The decentralized approach to manage resources in Condor.

Figure 2. The decentralized approach to managing resources in Condor. (Source: [1].)

Decentralized approach to managing a single cluster: Figure 2 illustrates the architecture introduced by Condor. There are three key components, placed on each submission machine, each remote machine, and a central matchmaker (manager). The submission machine is where the client submits the job. Independent operators provide the remote nodes, which are machines that can run jobs. The centralized matchmaker receives ClassAds from both jobs and nodes, and finds good matches between them. The architecture is decentralized even if the matchmaker is a central component, because the main operation of the system, and especially the job execution, takes place independently of the central manager.

The basic operation of this architecture includes the following steps:

1a. The jobs send ClassAds to the matchmaker, advertising their need for resources. These needs can be complex, specifying the processor architecture, amount of resources, and other information.

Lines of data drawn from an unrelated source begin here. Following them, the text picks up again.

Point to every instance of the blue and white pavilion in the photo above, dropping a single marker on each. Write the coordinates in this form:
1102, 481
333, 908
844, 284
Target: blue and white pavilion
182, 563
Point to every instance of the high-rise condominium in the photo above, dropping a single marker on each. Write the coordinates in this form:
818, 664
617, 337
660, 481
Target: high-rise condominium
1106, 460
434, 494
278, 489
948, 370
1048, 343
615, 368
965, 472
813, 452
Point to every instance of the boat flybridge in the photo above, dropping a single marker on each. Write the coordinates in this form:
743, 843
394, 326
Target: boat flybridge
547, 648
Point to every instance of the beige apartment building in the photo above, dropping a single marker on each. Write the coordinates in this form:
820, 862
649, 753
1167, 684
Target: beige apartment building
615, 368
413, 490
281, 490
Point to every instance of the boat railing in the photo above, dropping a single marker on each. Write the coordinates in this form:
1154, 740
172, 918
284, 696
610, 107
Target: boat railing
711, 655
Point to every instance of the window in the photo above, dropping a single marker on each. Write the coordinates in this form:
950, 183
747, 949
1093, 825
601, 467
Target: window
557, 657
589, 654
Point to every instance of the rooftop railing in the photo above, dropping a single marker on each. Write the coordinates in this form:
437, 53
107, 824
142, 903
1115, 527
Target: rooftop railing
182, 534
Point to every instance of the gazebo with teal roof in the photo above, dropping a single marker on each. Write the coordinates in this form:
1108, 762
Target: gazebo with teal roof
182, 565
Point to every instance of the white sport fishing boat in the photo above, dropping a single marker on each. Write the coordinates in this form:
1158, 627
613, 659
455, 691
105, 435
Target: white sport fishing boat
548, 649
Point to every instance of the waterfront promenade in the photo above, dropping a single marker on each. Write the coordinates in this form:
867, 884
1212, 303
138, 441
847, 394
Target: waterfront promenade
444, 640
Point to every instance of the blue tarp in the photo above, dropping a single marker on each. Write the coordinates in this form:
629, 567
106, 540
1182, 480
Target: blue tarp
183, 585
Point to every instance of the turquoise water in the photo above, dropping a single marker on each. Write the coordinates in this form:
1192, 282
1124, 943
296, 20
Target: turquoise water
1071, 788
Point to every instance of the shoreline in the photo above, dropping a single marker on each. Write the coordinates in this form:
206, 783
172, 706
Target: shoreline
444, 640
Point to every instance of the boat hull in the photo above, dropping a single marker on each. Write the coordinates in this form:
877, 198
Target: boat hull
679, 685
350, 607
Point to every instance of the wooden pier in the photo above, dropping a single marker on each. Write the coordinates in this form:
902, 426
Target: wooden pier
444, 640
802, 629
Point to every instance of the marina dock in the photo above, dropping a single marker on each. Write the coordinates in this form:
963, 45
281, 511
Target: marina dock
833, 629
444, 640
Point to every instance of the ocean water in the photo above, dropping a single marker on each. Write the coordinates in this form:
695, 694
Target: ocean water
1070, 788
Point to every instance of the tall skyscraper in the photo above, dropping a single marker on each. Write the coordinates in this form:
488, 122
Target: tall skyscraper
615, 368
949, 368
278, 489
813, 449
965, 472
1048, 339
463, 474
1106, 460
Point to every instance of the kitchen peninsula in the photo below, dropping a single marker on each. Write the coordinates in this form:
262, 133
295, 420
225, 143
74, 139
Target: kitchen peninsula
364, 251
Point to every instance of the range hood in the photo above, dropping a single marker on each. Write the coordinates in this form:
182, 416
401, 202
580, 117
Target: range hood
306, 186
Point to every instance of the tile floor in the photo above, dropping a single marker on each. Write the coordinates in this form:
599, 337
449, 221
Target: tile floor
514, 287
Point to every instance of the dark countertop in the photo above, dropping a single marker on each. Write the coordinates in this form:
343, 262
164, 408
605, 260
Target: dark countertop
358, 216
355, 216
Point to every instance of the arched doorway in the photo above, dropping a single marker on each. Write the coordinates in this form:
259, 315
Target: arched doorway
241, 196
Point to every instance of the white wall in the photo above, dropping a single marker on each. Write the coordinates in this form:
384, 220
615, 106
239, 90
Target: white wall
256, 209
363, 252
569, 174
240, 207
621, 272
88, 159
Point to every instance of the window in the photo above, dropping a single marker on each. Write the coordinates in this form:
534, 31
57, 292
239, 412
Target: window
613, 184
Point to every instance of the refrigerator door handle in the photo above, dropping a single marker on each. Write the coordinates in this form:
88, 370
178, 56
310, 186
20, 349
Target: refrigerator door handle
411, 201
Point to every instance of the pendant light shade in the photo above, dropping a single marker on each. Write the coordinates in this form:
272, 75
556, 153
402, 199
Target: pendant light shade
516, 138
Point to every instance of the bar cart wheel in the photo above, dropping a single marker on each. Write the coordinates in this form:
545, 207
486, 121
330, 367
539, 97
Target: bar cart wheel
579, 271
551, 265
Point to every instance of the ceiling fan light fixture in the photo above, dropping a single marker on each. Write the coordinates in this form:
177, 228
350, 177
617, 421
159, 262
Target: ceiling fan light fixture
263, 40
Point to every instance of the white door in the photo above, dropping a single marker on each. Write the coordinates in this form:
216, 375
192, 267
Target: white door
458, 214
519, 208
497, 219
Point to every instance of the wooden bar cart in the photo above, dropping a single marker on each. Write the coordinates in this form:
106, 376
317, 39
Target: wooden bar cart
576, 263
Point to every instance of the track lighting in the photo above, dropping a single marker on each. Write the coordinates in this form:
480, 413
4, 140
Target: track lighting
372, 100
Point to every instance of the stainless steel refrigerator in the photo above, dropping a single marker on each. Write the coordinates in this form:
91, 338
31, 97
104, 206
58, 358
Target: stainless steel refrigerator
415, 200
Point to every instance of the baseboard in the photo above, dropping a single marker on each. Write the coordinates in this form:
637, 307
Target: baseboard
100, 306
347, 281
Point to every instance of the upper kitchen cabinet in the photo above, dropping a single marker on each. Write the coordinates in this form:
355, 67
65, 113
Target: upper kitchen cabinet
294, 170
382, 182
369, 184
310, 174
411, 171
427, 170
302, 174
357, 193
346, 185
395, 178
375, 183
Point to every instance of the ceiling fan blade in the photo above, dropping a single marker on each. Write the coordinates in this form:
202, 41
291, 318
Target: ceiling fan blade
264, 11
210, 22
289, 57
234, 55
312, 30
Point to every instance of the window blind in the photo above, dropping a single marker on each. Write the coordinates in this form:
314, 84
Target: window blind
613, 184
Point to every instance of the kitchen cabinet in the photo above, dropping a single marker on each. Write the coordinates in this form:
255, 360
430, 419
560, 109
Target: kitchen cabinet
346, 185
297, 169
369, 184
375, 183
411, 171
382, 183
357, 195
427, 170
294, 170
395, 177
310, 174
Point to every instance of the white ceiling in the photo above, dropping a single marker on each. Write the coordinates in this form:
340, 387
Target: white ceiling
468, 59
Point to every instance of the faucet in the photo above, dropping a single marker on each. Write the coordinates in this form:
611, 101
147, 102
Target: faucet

1b. Concurrently with step 1a, remote nodes send ClassAds to the matchmaker. Similarly to the ClassAds of jobs, the remote nodes can offer detailed information, including their processor architecture, amount of available resources, and other information.

1c. The matchmaker finds matches between jobs and machines, which is effectively a scheduling decision waiting for its enforcement.

1d. The matchmaker notifies the submission machine of the match.

2a. The submission machine starts a shadow process that represents the remote job on the execution machine, allowing the process to interact with the matchmaker, to start the scheduling process for another job on the submission machine.

2b/c. The submission machine contacts the remote node that was identified as a match, and receives an agreement from the remote node to execute the job.

3b/c. The remote machine starts the job. The remote node can have many more resources available than the submission machine, and the remote node can stay active long after the client has disconnected from the submission machine. As depicted in Figure 2, there may be several jobs running concurrently on the remote node.

Advantages: The central matchmaking sub-system enables complex descriptions for jobs and nodes, and simplifies implementing and deploying core scheduling decisions in production. On the client side, the resource selection problem is managed automatically.

The most important advantage of the Condor architecture is that, beyond the scheduling decision, the system scales much better than the head node approach, because each submission machine – in some systems, each client’s laptop can act as a submission machine – connects directly to each remote node, effectively distributing the enforcement of scheduling decisions.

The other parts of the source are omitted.